- Born: February 1913 Johannesburg, South Africa
- Died: October 1981 (aged 68) London, England
- Citizenship: South Africa
- Occupation: Lawyer Activist
- Spouse: Mervyn Lazar

= Ruth Hayman =

Lawyer and anti-apartheid campaigner

Ruth Hayman (1913 - 1981) was a lawyer and anti-apartheid campaigner. She was one of the first women in South Africa to qualify as an attorney. Through the Black Sash organisation, Hayman offered free legal advice to many people, usually women, who had approached the Black Sash Advice Centre in Johannesburg, and often appeared herself in court to represent them. She also defended the anti-apartheid activists Walter and Adelaine Hain, parents of the British Cabinet Minister Peter Hain.

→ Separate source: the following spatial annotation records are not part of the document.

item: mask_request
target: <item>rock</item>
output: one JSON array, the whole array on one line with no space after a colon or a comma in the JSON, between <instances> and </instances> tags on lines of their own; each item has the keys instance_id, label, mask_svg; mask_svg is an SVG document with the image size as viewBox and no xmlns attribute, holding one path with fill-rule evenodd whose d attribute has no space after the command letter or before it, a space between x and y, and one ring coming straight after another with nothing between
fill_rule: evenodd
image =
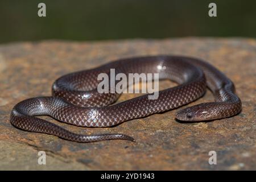
<instances>
[{"instance_id":1,"label":"rock","mask_svg":"<svg viewBox=\"0 0 256 182\"><path fill-rule=\"evenodd\" d=\"M52 83L64 74L119 58L157 54L198 57L216 66L234 82L242 101L242 113L213 122L184 123L175 121L172 110L111 128L79 127L40 117L77 133L126 134L133 136L135 143L79 143L22 131L10 123L10 111L17 102L50 96ZM255 64L256 40L250 39L46 41L1 45L0 169L255 169ZM170 82L164 85L175 85ZM118 101L134 97L123 94ZM213 100L208 91L189 106ZM38 164L39 151L46 153L46 165ZM208 163L210 151L217 152L217 165Z\"/></svg>"}]
</instances>

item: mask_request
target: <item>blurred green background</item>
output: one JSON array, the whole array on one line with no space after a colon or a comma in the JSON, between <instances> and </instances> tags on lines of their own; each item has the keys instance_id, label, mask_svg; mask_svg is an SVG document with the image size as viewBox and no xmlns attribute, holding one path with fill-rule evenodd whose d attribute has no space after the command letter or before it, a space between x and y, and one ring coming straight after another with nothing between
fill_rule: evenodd
<instances>
[{"instance_id":1,"label":"blurred green background","mask_svg":"<svg viewBox=\"0 0 256 182\"><path fill-rule=\"evenodd\" d=\"M47 16L38 16L46 4ZM217 4L217 17L208 16ZM180 36L256 37L255 0L0 0L0 43Z\"/></svg>"}]
</instances>

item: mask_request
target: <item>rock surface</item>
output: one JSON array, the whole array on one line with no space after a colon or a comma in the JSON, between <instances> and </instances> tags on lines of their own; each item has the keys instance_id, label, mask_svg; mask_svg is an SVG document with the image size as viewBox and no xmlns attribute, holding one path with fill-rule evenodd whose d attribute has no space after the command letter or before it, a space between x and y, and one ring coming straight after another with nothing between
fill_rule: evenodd
<instances>
[{"instance_id":1,"label":"rock surface","mask_svg":"<svg viewBox=\"0 0 256 182\"><path fill-rule=\"evenodd\" d=\"M59 77L119 58L175 54L203 59L234 82L242 113L209 122L184 123L175 110L111 128L83 128L40 117L81 134L119 133L137 140L78 143L14 127L12 107L24 99L50 96ZM184 38L100 42L47 41L0 46L0 169L256 169L256 40ZM165 86L175 85L167 82ZM119 101L134 97L123 94ZM197 101L213 101L208 90ZM185 106L183 108L187 107ZM46 165L38 164L39 151ZM217 152L217 165L208 163Z\"/></svg>"}]
</instances>

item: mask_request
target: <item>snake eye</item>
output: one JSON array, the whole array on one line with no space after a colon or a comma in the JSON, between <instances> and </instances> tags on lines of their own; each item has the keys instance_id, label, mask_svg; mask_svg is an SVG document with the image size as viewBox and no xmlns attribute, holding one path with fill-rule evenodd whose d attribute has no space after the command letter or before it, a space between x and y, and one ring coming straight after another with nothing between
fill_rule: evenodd
<instances>
[{"instance_id":1,"label":"snake eye","mask_svg":"<svg viewBox=\"0 0 256 182\"><path fill-rule=\"evenodd\" d=\"M188 118L191 118L192 117L192 115L191 114L190 114L190 113L187 114L187 117Z\"/></svg>"}]
</instances>

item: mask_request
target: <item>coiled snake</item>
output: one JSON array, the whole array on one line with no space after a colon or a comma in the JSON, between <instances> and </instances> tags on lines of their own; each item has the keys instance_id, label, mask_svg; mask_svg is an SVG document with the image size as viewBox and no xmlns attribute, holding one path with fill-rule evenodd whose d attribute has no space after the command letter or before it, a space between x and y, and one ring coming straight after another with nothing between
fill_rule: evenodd
<instances>
[{"instance_id":1,"label":"coiled snake","mask_svg":"<svg viewBox=\"0 0 256 182\"><path fill-rule=\"evenodd\" d=\"M146 94L110 105L120 94L100 93L97 88L98 74L109 74L110 68L126 75L158 73L160 79L170 79L179 85L160 91L156 100L148 100ZM179 111L176 113L177 119L212 120L229 117L241 111L241 102L234 94L233 84L220 71L197 59L159 55L123 59L95 69L63 76L54 82L52 97L35 97L18 103L11 111L10 121L15 127L26 131L78 142L115 139L134 141L133 138L121 134L75 134L34 116L48 115L77 126L109 127L187 104L202 96L207 86L213 94L215 102Z\"/></svg>"}]
</instances>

Her activities brought her into direct opposition with the National Party government, and on 22 April 1966 she was served with a "banning order" under the Suppression of Communism Act and placed under house arrest.

"This banning was, according to Sydney Kentridge,
'inexplicable save on the assumption that it was a punishment for her
professional work' ('Legal Aid and Political Trials' in Legal Aid in South Africa (1974) 215). The Transvaal Law Society refused to come to her aid. This sent out a clear message to attorneys."
(Dugard, J., 2004, p508)

Hayman moved to London, with her husband, Mervyn Lazar, in 1968, and was a pioneer in the field of teaching English as a second language. In 1977 she was one of the founders of the National Association for the Teaching of English as a Second Language to Adults. Now renamed as NATECLA. The Ruth Hayman Trust, set up in her memory, gives small personal grants to support the education and training of adults who live in the United Kingdom and whose first language is not English.

She was born in Johannesburg, South Africa in February 1913, and died in London, England in October 1981.